EDIT: Having spent several hours learning this, I don’t think I’m going to find anything that actually will ultimately save me compared to the amount of time and effort to find the right language, suitable bindings, and keeping this environment in the face changes on all of these platforms. I accept the answer that seems most realistic because it would be the best idea for most people. The opinion I use from these conversations and the others that I have is that the only sure way is to use a functional language that can work without external bindings, or one that has bindings supported by a commercial entity such as F #. This is too much work and too little demand, and the state of what is available in the wild reflects this. I hope he changes one day.

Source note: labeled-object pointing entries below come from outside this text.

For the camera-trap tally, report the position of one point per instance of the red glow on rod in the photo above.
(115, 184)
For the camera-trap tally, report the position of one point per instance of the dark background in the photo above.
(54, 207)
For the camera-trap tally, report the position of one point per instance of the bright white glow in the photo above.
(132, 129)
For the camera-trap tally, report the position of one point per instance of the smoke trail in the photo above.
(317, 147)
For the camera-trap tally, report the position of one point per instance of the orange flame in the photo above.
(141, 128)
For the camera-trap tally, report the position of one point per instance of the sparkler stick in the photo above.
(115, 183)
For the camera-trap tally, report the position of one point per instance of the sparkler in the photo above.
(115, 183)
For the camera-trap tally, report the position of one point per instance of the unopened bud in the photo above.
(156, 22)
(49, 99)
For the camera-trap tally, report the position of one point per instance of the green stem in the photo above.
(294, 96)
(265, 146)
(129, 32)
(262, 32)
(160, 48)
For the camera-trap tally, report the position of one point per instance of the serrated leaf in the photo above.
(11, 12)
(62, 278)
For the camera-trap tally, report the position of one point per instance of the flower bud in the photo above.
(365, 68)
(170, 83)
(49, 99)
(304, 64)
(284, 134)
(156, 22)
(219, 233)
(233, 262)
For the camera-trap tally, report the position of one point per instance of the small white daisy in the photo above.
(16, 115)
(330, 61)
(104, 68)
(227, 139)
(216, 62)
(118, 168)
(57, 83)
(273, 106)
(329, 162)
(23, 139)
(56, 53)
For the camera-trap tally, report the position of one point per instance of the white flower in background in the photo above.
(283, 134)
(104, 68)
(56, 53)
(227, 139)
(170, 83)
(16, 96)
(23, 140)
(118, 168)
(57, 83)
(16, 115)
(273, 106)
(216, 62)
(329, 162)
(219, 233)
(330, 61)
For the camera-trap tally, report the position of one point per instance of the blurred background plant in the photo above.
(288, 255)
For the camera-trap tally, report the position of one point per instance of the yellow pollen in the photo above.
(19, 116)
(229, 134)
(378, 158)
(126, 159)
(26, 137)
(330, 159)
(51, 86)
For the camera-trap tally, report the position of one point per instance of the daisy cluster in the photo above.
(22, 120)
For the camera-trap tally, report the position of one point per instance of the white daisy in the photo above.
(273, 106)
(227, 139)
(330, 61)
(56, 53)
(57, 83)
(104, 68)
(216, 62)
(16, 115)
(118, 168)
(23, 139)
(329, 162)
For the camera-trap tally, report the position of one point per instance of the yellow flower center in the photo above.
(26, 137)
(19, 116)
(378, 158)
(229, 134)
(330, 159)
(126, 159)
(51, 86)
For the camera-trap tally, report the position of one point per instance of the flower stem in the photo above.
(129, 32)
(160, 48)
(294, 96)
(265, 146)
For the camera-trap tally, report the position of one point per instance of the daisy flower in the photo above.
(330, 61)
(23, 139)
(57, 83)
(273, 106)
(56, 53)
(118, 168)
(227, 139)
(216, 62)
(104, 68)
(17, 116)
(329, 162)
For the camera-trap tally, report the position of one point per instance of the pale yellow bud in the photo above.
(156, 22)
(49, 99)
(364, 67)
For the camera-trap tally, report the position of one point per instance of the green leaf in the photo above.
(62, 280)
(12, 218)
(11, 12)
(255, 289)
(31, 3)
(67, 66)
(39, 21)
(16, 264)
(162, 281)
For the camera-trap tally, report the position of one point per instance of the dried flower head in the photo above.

I would like to start using a functional language in my software in addition to Objective-C, which is my main language (C can be functional as a binding?). Must be cross-platform, which means Windows, Linux, OSX (x86) and iOS (ARM). What should I use and how can I achieve this?
I plan to migrate to LLVM server and Clang soon for my Objective-C, if that matters.
I do not have any “investment in knowledge” in any functional language, although I have tricked them several times. I study it from scratch, so I want to learn something non-essential, if possible
- The solution should be real , there is a lot of preliminary or prototype work, but ..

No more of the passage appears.